One time, last year, my dad – the same dad that would berate me every time I cried in front of him – had an emotional breakdown. He sobbed like a baby. I’d never seen anything like it. I didn’t know how to respond to it. Everyone else in my family started hugging him and crying while I kind of froze and yearned for an excuse to leave the room. Later, I left him a hand written note because I felt like a bad person for my complete lack of emotion earlier.

But if someone like my dad was in so much pain and the people closest to him had no idea, what were other men going through? How many seemingly normal men were suffering in silence every day? With the rates of male suicide, how could this be ignored?
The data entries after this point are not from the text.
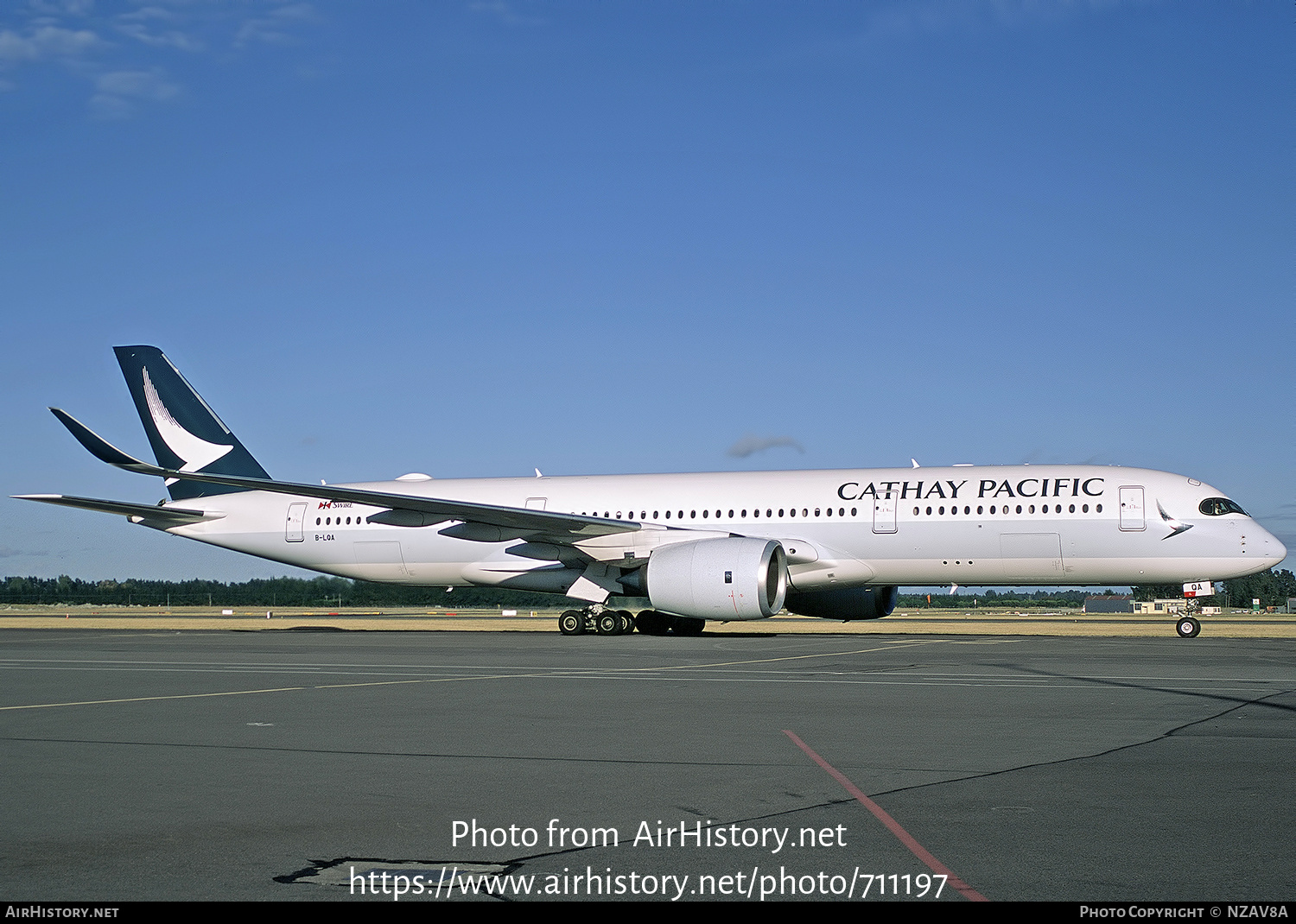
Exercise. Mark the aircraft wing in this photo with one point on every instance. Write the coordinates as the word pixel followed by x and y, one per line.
pixel 481 522
pixel 173 516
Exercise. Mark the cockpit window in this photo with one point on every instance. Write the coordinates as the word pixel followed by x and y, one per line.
pixel 1217 507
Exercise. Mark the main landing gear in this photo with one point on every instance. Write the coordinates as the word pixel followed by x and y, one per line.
pixel 596 620
pixel 600 621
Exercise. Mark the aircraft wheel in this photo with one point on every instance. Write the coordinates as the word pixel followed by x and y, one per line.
pixel 608 623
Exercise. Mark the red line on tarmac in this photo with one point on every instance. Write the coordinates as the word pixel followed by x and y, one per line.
pixel 892 825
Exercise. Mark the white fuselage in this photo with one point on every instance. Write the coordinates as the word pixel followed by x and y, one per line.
pixel 967 525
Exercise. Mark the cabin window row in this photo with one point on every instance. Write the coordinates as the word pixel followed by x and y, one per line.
pixel 720 515
pixel 994 509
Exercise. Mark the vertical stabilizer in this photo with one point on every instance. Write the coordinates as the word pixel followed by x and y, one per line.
pixel 186 433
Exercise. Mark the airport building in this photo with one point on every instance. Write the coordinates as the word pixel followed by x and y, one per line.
pixel 1109 603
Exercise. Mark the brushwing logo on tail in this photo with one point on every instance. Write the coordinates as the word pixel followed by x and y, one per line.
pixel 196 453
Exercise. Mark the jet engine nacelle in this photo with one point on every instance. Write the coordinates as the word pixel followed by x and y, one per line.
pixel 845 603
pixel 718 579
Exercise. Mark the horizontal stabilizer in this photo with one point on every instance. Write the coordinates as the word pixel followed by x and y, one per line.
pixel 559 527
pixel 98 446
pixel 174 516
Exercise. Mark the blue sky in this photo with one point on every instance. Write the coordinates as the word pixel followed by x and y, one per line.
pixel 472 238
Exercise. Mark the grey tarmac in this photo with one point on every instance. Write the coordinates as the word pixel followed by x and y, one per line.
pixel 222 765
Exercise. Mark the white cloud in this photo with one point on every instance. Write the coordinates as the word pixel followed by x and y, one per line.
pixel 44 43
pixel 118 92
pixel 129 73
pixel 505 12
pixel 272 28
pixel 752 443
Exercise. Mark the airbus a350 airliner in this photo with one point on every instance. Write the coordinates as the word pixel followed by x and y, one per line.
pixel 691 547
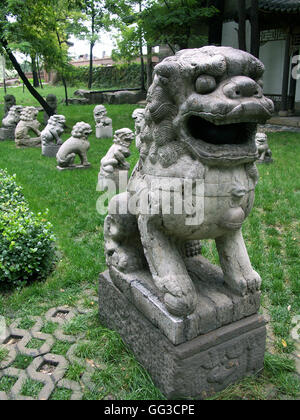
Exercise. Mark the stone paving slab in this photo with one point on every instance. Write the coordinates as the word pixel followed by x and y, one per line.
pixel 46 368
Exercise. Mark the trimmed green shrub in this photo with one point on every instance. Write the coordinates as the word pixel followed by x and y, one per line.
pixel 26 240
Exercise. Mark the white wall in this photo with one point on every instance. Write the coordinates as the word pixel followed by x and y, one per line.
pixel 271 54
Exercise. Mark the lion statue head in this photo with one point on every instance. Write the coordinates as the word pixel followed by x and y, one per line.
pixel 81 130
pixel 13 116
pixel 29 113
pixel 207 103
pixel 56 119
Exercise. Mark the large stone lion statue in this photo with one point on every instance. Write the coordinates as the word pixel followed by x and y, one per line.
pixel 198 139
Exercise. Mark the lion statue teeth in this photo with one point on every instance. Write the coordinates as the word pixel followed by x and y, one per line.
pixel 198 137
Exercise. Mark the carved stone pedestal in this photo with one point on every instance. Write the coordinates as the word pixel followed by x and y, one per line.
pixel 194 368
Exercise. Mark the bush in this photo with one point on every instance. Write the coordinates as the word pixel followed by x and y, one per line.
pixel 26 240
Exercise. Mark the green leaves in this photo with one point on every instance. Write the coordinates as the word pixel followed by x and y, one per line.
pixel 26 240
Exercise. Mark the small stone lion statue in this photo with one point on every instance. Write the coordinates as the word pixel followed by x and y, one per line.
pixel 9 123
pixel 50 136
pixel 139 119
pixel 9 101
pixel 54 129
pixel 27 123
pixel 197 145
pixel 265 154
pixel 13 116
pixel 115 159
pixel 78 144
pixel 103 122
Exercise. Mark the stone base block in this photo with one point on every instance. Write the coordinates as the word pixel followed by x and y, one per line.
pixel 50 151
pixel 7 134
pixel 72 167
pixel 104 132
pixel 196 368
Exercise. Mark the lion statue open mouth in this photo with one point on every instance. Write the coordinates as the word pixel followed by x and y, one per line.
pixel 200 124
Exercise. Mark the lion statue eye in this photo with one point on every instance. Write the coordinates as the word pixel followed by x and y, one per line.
pixel 205 84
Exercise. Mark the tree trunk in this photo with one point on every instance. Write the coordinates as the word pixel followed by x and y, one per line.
pixel 255 33
pixel 62 76
pixel 92 43
pixel 216 23
pixel 39 71
pixel 66 90
pixel 4 75
pixel 143 87
pixel 26 82
pixel 149 66
pixel 34 71
pixel 242 24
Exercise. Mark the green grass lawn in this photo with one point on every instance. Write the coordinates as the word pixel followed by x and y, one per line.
pixel 272 235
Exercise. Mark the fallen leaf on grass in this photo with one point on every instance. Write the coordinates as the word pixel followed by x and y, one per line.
pixel 284 343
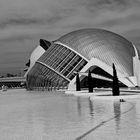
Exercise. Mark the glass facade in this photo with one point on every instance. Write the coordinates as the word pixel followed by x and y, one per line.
pixel 55 68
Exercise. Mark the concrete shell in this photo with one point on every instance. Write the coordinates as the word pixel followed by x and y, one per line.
pixel 104 45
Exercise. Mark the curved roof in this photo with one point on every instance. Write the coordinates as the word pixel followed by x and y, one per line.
pixel 104 45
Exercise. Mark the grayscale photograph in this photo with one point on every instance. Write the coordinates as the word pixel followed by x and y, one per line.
pixel 69 69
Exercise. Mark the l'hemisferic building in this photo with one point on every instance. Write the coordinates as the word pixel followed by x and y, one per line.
pixel 55 63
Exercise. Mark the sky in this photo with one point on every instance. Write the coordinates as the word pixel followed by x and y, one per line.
pixel 24 22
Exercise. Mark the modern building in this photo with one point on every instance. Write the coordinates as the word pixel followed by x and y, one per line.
pixel 55 63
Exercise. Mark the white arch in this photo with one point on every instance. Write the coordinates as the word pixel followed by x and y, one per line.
pixel 94 61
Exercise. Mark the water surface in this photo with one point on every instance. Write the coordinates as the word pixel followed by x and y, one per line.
pixel 36 115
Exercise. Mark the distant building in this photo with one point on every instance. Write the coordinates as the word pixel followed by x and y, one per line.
pixel 54 63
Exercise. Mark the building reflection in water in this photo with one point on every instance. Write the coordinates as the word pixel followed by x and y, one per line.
pixel 117 114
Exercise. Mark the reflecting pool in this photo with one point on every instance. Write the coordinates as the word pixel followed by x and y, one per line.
pixel 38 115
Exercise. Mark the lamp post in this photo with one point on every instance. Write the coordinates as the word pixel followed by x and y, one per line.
pixel 78 87
pixel 90 86
pixel 115 87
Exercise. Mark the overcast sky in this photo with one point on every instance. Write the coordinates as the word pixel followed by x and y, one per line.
pixel 24 22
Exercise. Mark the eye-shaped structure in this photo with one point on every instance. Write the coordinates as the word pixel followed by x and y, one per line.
pixel 83 50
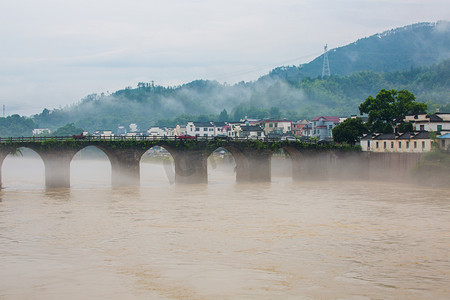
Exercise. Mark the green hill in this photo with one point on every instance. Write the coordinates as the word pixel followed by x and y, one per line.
pixel 412 46
pixel 413 55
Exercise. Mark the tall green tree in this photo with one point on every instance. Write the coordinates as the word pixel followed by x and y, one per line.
pixel 349 131
pixel 223 117
pixel 388 109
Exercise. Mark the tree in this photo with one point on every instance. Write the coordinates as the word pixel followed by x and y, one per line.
pixel 388 109
pixel 349 131
pixel 223 117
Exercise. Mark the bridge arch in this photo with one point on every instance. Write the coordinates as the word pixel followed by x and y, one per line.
pixel 90 166
pixel 221 165
pixel 22 164
pixel 157 165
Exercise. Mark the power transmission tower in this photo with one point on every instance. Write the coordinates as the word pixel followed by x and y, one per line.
pixel 326 64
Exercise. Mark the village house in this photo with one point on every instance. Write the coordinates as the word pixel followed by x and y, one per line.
pixel 179 130
pixel 297 127
pixel 392 142
pixel 103 133
pixel 200 129
pixel 159 131
pixel 444 142
pixel 275 127
pixel 251 132
pixel 234 128
pixel 438 122
pixel 38 131
pixel 321 127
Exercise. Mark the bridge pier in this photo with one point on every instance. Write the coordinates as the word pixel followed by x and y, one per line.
pixel 253 166
pixel 125 165
pixel 57 167
pixel 310 165
pixel 3 154
pixel 190 167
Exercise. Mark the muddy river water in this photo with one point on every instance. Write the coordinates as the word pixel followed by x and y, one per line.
pixel 282 240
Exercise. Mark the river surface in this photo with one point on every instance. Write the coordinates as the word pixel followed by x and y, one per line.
pixel 282 240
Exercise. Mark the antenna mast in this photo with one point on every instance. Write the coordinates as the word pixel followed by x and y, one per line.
pixel 326 64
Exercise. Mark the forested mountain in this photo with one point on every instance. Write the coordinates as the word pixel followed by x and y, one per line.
pixel 413 54
pixel 412 46
pixel 149 105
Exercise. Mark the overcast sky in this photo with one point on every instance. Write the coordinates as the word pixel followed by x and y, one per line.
pixel 55 52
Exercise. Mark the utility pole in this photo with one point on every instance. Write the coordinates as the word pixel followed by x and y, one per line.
pixel 326 65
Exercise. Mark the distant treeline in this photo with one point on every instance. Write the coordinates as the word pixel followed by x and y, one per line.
pixel 271 96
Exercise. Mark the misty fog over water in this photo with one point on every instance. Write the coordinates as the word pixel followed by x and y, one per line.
pixel 223 240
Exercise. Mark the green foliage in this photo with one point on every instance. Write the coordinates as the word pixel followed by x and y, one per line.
pixel 349 131
pixel 389 108
pixel 16 125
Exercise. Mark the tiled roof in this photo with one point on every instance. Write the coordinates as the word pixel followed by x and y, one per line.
pixel 385 136
pixel 435 118
pixel 251 128
pixel 327 118
pixel 203 124
pixel 406 136
pixel 445 136
pixel 422 135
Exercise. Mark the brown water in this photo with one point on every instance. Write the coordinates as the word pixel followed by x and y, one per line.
pixel 283 240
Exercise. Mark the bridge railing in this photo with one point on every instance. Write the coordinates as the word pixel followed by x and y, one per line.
pixel 10 140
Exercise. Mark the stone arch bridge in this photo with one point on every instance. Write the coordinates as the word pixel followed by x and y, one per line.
pixel 252 157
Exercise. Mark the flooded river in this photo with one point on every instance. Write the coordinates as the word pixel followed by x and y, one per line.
pixel 283 240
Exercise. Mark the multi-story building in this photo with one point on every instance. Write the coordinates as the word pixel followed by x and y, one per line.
pixel 297 127
pixel 392 142
pixel 321 127
pixel 275 127
pixel 200 129
pixel 251 131
pixel 438 122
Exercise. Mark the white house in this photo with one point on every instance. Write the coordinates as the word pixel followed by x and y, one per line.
pixel 159 131
pixel 38 131
pixel 103 133
pixel 321 127
pixel 444 142
pixel 203 129
pixel 251 131
pixel 391 142
pixel 438 122
pixel 275 127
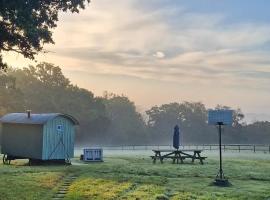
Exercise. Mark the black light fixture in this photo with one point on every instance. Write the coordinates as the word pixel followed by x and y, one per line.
pixel 220 118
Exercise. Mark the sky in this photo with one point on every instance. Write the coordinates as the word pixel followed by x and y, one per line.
pixel 162 51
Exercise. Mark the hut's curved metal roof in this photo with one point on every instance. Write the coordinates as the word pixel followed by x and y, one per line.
pixel 22 118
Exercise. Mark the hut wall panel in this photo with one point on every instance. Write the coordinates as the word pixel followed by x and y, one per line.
pixel 24 140
pixel 57 144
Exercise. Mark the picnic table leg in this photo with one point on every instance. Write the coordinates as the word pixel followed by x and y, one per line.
pixel 160 157
pixel 181 158
pixel 201 160
pixel 194 156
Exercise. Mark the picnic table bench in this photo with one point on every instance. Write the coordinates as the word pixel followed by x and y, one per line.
pixel 178 155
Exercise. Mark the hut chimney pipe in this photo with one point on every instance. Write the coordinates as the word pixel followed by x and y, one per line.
pixel 28 113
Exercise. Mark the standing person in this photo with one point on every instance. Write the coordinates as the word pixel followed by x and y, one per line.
pixel 176 137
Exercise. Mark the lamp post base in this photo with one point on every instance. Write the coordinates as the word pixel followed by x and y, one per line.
pixel 222 182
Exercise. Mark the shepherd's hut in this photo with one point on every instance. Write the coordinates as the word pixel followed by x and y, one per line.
pixel 38 137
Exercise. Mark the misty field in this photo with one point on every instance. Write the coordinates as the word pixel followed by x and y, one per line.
pixel 125 176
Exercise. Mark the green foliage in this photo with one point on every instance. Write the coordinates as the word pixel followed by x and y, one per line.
pixel 25 25
pixel 126 124
pixel 191 117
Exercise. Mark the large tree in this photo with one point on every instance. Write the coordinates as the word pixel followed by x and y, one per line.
pixel 25 25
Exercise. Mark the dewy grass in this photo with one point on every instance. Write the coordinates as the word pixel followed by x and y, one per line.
pixel 136 177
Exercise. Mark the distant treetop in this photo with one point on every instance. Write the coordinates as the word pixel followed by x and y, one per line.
pixel 25 25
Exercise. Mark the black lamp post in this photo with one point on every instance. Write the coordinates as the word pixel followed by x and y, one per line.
pixel 220 178
pixel 220 118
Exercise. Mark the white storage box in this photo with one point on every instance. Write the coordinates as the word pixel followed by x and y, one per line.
pixel 220 116
pixel 93 155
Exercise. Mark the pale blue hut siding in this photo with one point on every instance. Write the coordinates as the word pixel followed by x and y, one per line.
pixel 52 147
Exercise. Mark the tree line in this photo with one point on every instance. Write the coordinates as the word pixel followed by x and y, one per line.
pixel 113 119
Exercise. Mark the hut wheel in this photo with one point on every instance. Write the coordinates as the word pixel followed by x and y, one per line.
pixel 6 161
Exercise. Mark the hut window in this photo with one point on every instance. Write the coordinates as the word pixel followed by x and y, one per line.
pixel 60 128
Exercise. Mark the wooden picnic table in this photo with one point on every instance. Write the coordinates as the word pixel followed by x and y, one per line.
pixel 177 155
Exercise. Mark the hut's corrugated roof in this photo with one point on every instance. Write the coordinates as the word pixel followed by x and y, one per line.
pixel 21 118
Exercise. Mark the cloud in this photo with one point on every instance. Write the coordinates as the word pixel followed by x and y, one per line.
pixel 159 54
pixel 164 43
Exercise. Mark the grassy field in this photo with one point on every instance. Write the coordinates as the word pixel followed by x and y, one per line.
pixel 135 177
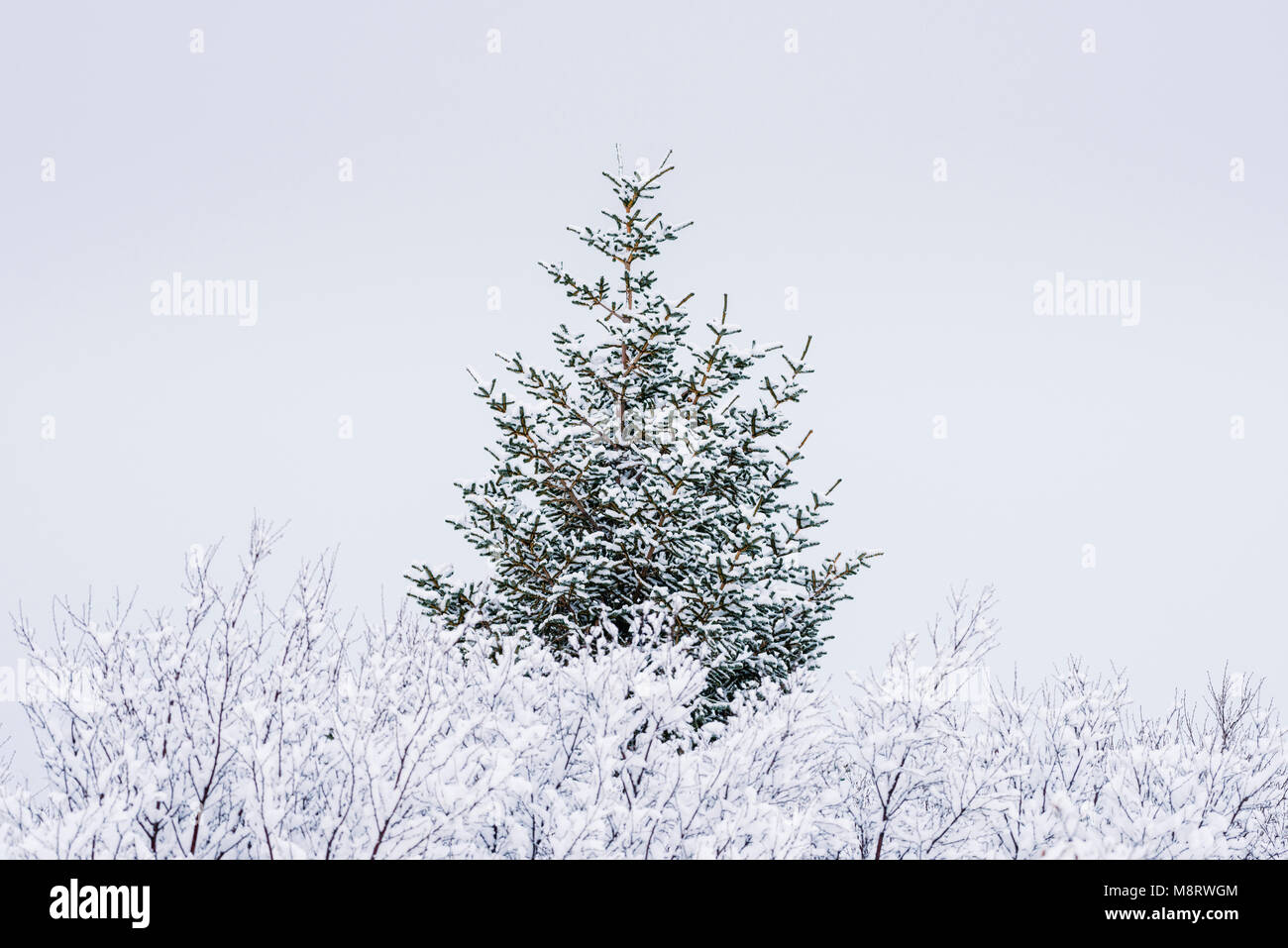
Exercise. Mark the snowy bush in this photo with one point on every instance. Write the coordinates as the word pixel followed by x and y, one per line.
pixel 245 728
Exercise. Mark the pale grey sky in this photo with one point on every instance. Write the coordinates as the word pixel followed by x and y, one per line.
pixel 809 168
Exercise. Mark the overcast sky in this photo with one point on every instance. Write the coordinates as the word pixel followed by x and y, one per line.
pixel 912 170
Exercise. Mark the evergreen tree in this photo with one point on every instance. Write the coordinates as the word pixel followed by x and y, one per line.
pixel 645 474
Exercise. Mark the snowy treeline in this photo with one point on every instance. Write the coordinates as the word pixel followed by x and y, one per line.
pixel 240 728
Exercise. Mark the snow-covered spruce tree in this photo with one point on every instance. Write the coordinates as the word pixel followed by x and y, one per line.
pixel 643 473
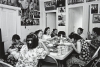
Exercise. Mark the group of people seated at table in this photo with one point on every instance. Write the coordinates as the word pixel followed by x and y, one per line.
pixel 27 54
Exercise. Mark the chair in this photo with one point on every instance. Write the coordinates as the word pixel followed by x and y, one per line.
pixel 61 33
pixel 49 61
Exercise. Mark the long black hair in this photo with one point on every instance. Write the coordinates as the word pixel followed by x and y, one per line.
pixel 75 36
pixel 32 41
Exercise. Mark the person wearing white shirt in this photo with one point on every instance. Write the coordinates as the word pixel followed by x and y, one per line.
pixel 80 32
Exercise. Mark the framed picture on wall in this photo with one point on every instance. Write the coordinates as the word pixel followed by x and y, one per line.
pixel 94 8
pixel 50 5
pixel 61 9
pixel 96 18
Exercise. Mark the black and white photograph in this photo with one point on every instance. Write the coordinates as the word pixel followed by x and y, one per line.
pixel 61 9
pixel 61 23
pixel 50 5
pixel 62 17
pixel 36 22
pixel 96 18
pixel 61 3
pixel 49 33
pixel 94 8
pixel 36 14
pixel 89 0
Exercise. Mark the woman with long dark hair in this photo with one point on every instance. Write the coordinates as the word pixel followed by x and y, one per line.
pixel 31 52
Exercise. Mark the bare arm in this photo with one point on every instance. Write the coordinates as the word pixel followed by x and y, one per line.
pixel 45 48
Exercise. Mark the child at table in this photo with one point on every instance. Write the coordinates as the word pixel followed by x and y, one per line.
pixel 13 51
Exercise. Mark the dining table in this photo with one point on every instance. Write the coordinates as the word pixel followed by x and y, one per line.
pixel 54 52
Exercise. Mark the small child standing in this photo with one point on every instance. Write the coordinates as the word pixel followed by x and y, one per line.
pixel 13 51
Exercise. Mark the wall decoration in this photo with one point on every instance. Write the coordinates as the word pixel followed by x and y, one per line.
pixel 61 20
pixel 36 14
pixel 0 1
pixel 50 5
pixel 29 10
pixel 94 8
pixel 89 0
pixel 60 3
pixel 62 17
pixel 96 18
pixel 36 5
pixel 36 22
pixel 75 1
pixel 61 9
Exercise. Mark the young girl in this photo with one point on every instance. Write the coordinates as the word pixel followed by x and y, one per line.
pixel 13 51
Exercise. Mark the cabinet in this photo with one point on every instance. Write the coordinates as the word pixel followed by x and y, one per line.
pixel 9 23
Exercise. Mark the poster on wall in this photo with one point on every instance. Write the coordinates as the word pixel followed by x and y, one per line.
pixel 50 5
pixel 61 9
pixel 36 14
pixel 60 3
pixel 96 18
pixel 61 17
pixel 36 5
pixel 94 8
pixel 61 20
pixel 89 0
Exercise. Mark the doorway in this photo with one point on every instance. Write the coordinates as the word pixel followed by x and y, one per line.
pixel 51 20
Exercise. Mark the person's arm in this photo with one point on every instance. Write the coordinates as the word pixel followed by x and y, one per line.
pixel 78 47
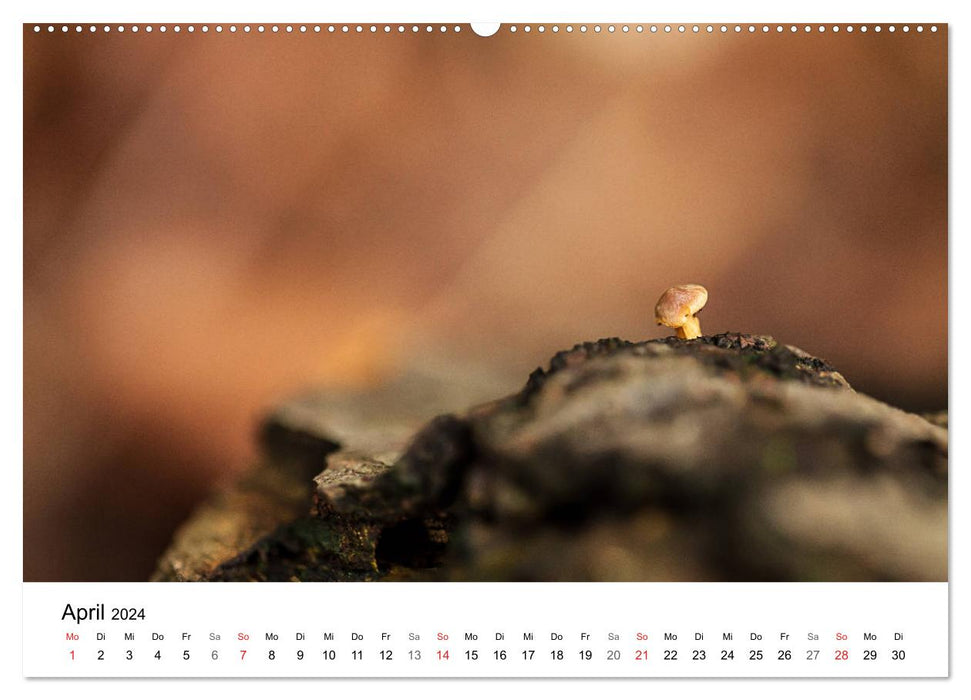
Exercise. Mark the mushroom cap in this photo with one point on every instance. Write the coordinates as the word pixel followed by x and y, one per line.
pixel 680 303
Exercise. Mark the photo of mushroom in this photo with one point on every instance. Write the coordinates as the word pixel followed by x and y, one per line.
pixel 405 303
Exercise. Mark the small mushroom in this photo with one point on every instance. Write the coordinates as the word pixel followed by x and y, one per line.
pixel 677 308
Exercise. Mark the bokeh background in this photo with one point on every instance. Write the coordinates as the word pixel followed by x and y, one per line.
pixel 215 221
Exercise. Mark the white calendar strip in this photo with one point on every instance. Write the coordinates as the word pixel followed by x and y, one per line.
pixel 485 630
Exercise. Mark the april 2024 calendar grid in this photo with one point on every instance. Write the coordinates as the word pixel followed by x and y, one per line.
pixel 480 629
I thought about the blog posts and op-eds and tweet threads I’d read from women that couldn’t tell you their grievances fast enough. And I knew that men had gotten the short end of the stick, but I didn’t know what to do about it. I don’t think the answer is for men to start acting like women or to abandon gender roles in their entirety because in a world that is already so cruel and unforgiving to them they’d be destroyed.

I think that men need and deserve opportunities to vent. Men will very rarely find other men that they’re comfortable talking about their feelings with, so women need to step up. We need to be there for the men in our lives. We need to listen to men and try to understand them without judging them, belittling them or making it about us. We need to appreciate the sacrifices and often draining nature of masculinity, because though women have problems that matter, men do too and they aren’t getting a fraction of the airtime.